Well, if that's what you want, go see it. I'm not saying someone should have the same taste as me, or the same taste as someone else; just because I think The Ghost Writer is great it doesn't mean someone should go and see it. But so many people complain about remakes and all of this shit, and the only reason [that happens] is that Friday the 13th makes $45 million in three days, and it's so obvious that people should make more of those because everyone wants to make $45 million. I want to make $45 million! So people just have to take some responsibility, and that's not just in movies, that's in life. That's the reality, that until these movies start doing bad, they'll keep making them. It's like when Scream came out: they made every movie like Scream until it stopped working. They ran it into the fucking ground, and then it went away. But right now the remakes are doing well, so it's not going away.

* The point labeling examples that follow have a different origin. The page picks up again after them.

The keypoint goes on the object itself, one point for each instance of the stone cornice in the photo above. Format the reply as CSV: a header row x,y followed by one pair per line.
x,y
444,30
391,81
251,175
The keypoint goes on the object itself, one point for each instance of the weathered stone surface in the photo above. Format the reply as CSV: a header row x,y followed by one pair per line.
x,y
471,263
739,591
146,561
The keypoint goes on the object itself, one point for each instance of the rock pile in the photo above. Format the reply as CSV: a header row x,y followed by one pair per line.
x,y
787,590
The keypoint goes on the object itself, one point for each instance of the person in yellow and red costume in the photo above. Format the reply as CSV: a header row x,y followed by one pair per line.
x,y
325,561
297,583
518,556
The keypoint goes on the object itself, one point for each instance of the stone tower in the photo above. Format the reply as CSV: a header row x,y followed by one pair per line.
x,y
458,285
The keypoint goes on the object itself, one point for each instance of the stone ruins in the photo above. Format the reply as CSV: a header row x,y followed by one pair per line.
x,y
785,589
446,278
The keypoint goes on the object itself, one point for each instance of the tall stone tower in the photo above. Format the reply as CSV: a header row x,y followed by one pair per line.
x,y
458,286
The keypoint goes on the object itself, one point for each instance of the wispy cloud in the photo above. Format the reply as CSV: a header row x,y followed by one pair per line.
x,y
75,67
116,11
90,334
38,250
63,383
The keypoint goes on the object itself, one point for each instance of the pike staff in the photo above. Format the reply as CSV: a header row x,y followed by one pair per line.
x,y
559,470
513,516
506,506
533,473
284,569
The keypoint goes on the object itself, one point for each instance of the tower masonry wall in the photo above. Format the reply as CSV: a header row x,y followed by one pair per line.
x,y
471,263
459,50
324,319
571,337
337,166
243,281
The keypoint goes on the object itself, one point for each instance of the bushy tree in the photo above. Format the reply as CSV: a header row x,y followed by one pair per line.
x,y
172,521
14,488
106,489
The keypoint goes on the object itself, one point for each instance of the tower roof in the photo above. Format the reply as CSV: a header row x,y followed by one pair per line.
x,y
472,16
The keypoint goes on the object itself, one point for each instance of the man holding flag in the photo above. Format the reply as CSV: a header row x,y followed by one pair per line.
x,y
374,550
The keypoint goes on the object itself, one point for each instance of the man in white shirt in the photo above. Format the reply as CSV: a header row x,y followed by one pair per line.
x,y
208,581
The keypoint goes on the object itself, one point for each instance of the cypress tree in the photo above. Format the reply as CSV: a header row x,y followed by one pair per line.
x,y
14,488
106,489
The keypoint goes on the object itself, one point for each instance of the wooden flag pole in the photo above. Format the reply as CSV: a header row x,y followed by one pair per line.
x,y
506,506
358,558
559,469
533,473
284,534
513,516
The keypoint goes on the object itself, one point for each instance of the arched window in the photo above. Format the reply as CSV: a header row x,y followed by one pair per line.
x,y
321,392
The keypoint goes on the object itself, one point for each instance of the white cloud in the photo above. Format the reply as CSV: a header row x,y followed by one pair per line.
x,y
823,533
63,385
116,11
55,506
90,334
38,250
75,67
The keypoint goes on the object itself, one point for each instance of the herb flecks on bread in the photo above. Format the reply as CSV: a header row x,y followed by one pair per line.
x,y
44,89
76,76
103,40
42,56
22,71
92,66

But I've just been through it the hard way. I don't know – I realize how personal the movies are to me through all of that. I don't know – the Cabin Fever thing, I'm not emotionally connected to it anymore, but it was super hard when it happened. That fact that the silver lining was to get an Alan Smithee credit was terrible, and I'm not proud of how that worked out. I don't dislike the people. I don't know – I thought it could have been a really good movie, and I realized it couldn't any more, and what are you supposed to do? So I was on the Haunting in Georgia movie for a while, and we got to the point where we were making different movies, and it was like I don't want to risk us realizing that so late in the game. It's also important for me to write and direct my own movies and edit them, so with this MPI-Glass Eye Pix thing, I can do that. The Innkeepers can be my own movie, and [to do that] as long as I can do that is important.